Analizziamo alcune proposte: promozione dei farmaci equivalenti in base al “principio attivo”, sperimentazioni cliniche gestite direttamente dall’Agenzia italiana del farmaco, snellimento delle procedure per la registrazione dei farmaci omeopatici.

La promozione del farmaco equivalente è, in linea di principio, positiva, ma è anche molto pericolosa: dev’essere gestita dai medici e non come un cambiamento di carattere amministrativo, anche e soprattutto per non disorientare i pazienti, che sono soprattutto anziani e affetti da patologie croniche, abituati ad una certa routine anche nell’assunzione dei medicinali. Le sperimentazioni condotte dall’Aifo sono importanti perché in Italia, con la falsa ipotesi di rendere più etico il sistema, ci sono tanti comitati etici quante sono le aziende italiane di farmaci: la situazione è ingestibile e la sperimentazione scarsa. Per quanto riguarda le medicine omeopatiche, ritengo che, indipendentemente dalla caratteristica del farmaco, il controllo dev’essere rigoroso.

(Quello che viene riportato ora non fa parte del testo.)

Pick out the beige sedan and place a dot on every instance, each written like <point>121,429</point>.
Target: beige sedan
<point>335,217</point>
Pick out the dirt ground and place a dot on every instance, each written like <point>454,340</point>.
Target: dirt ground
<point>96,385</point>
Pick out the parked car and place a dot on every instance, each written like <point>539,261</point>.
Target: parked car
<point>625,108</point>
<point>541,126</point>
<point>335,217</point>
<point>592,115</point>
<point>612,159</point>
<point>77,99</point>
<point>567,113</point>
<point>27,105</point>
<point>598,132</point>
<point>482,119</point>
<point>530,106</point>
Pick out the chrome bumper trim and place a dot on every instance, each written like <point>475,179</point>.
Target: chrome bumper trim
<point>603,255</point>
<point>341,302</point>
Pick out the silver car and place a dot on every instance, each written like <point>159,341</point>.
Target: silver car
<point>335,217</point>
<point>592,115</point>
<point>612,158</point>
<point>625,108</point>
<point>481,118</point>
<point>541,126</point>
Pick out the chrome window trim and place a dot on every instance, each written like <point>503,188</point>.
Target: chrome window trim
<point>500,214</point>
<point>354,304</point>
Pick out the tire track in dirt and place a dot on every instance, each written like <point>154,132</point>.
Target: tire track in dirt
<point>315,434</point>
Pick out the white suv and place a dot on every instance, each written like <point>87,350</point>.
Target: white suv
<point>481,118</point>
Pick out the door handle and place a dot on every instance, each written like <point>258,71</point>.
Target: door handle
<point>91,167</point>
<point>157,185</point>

Continuiamo con i provvedimenti: la riforma inserirà la ludopatia tra le malattie, sono previste sanzioni per chi vende sigarette ai minori di sedici anni e verranno imposte delle tasse su bibite gasate e superalcolici.

Quella contro la malattia del gioco la ritengo un’ottima iniziativa contro una patologia contemporanea che è anche figlia della crisi. Sulla tassa contro bibite e alcol ho qualche riserva, perché secondo me andrebbe estesa anche al cibo spazzatura, seguendo esempi virtuosi come la Danimarca.

Alcuni punti della riforma toccano più da vicino i medici: accesso trasparente alla dirigenza ospedaliera, disponibilità 24 ore su 24 per i medici di famiglia, l’intramoenia dovrà essere tracciabile sarà possibile solo in strutture pubbliche.

Condivido il bisogno di trasparenza nell’assegnazione degli incarichi, bisogna poi vedere i meccanismi di applicazione. Quanto all’ associazionismo professionale, si tratta di una forma prevista da tempo ma applicata da solo un terzo dei medici italiani. Sono riforme che vanno bene se fatte in sinergia coi medici. A proposito dell’intramoenia, ritengo che la libera professione debba essere esercitata in condizioni ottimali: serve controllo su lavoro del medico nella struttura pubblica, e poi sia libero di lavorare privatamente.

Crede che queste misure risolveranno il problema delle liste d’attesa?

Non è con queste misure che si risolvono le liste d’attesa, ma riorganizzando la rete dell’offerta, anche con strutture nuove territoriali, o, per esempio, con gli ospedali di comunità.

“Creare nuovi spazi per iniziative private attualmente bloccate da una presenza pubblica invadente”. Sono parole del ministro Balduzzi. Come commenta l’eventuale svolta nella direzione della privatizzazione?

Favorevolmente nel senso della liberalizzazione. Non solo nell’edilizia ma nel core business del servizio sanitario. Al cittadino interessa essere curato bene, pubblica o privata che sia la struttura.